九州と朝鮮半島の間に浮かぶ長崎県の対馬。大陸からさまざまな文物が日本にやってくる通過点になった重要な島だ。

もちろん生物も多様。5月30日(土)~8月31日(月)まで、対馬博物館で特別展「対馬の生き物たちの半世紀 環境変動と研究の歩み」が開催される。この半世紀で対馬の生き物たちに起こった環境変化や、生物学、分類学の進歩について紹介する。

 対馬は、その地理的な条件から、さまざまな歴史をたどってきた生物が息づく特異な島。その魅力は多くの研究者や愛好家を引きつけ、数多くの研究が行われてきた。新種、新亜種も多様な分類群で見つかっている。今年は、長崎県生物学会から学術調査報告書『対馬の生物』が刊行されてから50年。この半世紀でさまざまな研究成果が生み出された一方で、多くの生物が数を減らし、逆に一部の生物は大いに数を増やした。すべてが人間の活動に起因しているとは限らないが、それでも人間の生活が及ぼした影響は計り知れない。

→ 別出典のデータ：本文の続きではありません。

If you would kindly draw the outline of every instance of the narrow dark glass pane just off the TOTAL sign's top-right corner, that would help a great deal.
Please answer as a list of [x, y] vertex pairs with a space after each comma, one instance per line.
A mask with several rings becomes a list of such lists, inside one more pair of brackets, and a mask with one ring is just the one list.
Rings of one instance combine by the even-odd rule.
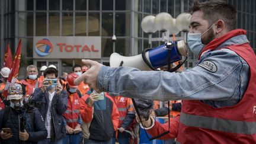
[[113, 36], [113, 13], [102, 13], [101, 36]]

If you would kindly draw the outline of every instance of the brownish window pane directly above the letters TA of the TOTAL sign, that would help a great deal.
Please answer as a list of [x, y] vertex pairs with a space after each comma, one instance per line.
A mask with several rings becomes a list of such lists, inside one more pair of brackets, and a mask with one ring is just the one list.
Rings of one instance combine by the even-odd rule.
[[87, 14], [84, 12], [76, 13], [75, 36], [87, 36]]

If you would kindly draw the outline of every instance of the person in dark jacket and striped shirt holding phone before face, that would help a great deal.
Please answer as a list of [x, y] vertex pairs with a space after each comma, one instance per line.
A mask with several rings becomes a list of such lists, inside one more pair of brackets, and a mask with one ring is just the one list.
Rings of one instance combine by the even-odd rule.
[[68, 94], [63, 90], [62, 85], [57, 82], [57, 70], [47, 68], [44, 71], [43, 87], [36, 88], [31, 100], [41, 101], [39, 108], [43, 116], [48, 135], [47, 139], [39, 143], [62, 143], [66, 135], [63, 114], [67, 110]]

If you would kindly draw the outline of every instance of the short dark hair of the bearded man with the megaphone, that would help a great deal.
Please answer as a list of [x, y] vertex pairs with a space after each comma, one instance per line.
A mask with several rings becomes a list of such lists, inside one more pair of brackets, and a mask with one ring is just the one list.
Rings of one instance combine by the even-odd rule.
[[212, 0], [199, 2], [198, 0], [194, 0], [190, 12], [193, 14], [195, 11], [202, 11], [203, 17], [209, 22], [209, 25], [213, 25], [217, 20], [223, 20], [229, 31], [235, 30], [236, 28], [236, 8], [226, 1]]

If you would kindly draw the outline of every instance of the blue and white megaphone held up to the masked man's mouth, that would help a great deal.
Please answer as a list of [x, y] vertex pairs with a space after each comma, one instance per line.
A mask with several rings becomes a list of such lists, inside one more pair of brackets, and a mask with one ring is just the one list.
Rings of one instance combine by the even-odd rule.
[[184, 40], [172, 41], [154, 49], [148, 49], [148, 52], [145, 51], [143, 55], [136, 56], [121, 56], [118, 53], [112, 53], [110, 56], [110, 66], [119, 67], [122, 64], [121, 66], [129, 66], [141, 71], [151, 71], [152, 67], [156, 69], [168, 65], [169, 54], [171, 54], [171, 63], [181, 60], [182, 56], [187, 57], [187, 44]]

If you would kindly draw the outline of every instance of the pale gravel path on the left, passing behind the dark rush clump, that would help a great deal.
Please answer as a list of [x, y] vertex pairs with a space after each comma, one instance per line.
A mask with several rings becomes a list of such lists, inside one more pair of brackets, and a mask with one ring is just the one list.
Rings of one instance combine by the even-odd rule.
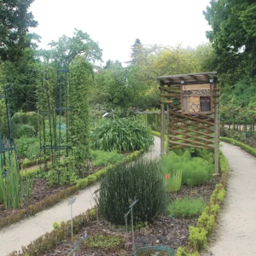
[[[143, 157], [151, 159], [159, 156], [160, 138], [154, 137], [154, 146], [152, 146]], [[97, 185], [93, 185], [79, 191], [79, 194], [75, 195], [76, 201], [73, 204], [73, 216], [85, 212], [94, 205], [91, 193], [93, 193], [96, 188]], [[0, 255], [4, 256], [15, 250], [18, 251], [22, 246], [27, 246], [39, 236], [53, 230], [52, 224], [55, 221], [60, 223], [62, 220], [70, 219], [70, 207], [67, 206], [67, 202], [70, 198], [61, 201], [54, 207], [38, 212], [33, 217], [23, 219], [17, 224], [12, 224], [0, 230]]]

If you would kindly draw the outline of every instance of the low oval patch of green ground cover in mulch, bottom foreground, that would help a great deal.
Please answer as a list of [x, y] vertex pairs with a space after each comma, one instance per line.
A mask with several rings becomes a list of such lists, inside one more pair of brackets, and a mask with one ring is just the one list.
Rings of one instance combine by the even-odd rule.
[[89, 236], [84, 241], [84, 243], [88, 247], [109, 249], [109, 248], [120, 247], [121, 245], [125, 244], [125, 239], [122, 236], [92, 235], [92, 236]]

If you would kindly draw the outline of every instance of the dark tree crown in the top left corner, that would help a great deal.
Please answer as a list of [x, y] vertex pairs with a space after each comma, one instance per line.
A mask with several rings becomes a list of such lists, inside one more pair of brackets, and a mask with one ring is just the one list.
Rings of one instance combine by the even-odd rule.
[[19, 61], [23, 49], [31, 44], [27, 37], [29, 27], [38, 22], [28, 12], [34, 0], [0, 1], [0, 59], [2, 61]]

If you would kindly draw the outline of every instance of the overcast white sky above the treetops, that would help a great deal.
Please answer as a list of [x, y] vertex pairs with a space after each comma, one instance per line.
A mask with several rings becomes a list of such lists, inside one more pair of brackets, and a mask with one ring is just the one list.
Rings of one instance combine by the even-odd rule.
[[74, 28], [90, 34], [103, 49], [103, 61], [129, 61], [136, 38], [142, 44], [195, 47], [210, 29], [202, 11], [210, 0], [35, 0], [31, 11], [42, 37], [40, 47]]

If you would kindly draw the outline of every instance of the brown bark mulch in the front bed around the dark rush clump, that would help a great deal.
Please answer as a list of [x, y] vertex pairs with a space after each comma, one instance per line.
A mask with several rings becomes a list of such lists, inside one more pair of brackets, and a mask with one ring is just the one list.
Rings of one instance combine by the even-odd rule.
[[[219, 180], [220, 177], [213, 177], [211, 182], [192, 189], [187, 186], [183, 186], [182, 189], [177, 193], [169, 193], [170, 199], [175, 200], [176, 198], [189, 197], [203, 198], [204, 200], [209, 201], [210, 196], [212, 195], [212, 191]], [[135, 231], [136, 247], [166, 246], [177, 250], [177, 247], [184, 246], [187, 243], [189, 237], [189, 225], [195, 225], [196, 221], [196, 218], [171, 218], [169, 216], [159, 216], [154, 218], [154, 220], [149, 223], [148, 226]], [[75, 236], [73, 241], [78, 241], [84, 236], [91, 236], [96, 234], [123, 236], [125, 237], [126, 243], [121, 248], [103, 250], [100, 248], [86, 247], [84, 246], [84, 241], [81, 241], [81, 243], [79, 243], [79, 249], [73, 253], [73, 256], [131, 255], [131, 231], [126, 234], [124, 229], [114, 227], [102, 218], [100, 218], [98, 222], [90, 222], [90, 224], [79, 231], [79, 234]], [[45, 253], [44, 256], [68, 255], [72, 249], [73, 242], [63, 241], [54, 249]]]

 展示では、対馬博物館の収蔵資料のみならず、北九州市立自然史・歴史博物館、九州大学総合研究博物館、九州大学農学部、対馬の自然と生き物の会などの貴重な標本資料を多数公開。対馬の生物に起こった50年間の変化を追うことができる。

 開館時間は9時30分~17時(入館は16時30分まで)。

休館日は木曜日(祝日の場合はその翌平日)。観覧料は一般・大学生500円、高校生以下は無料。対馬市民は上記観覧料から110円を減額。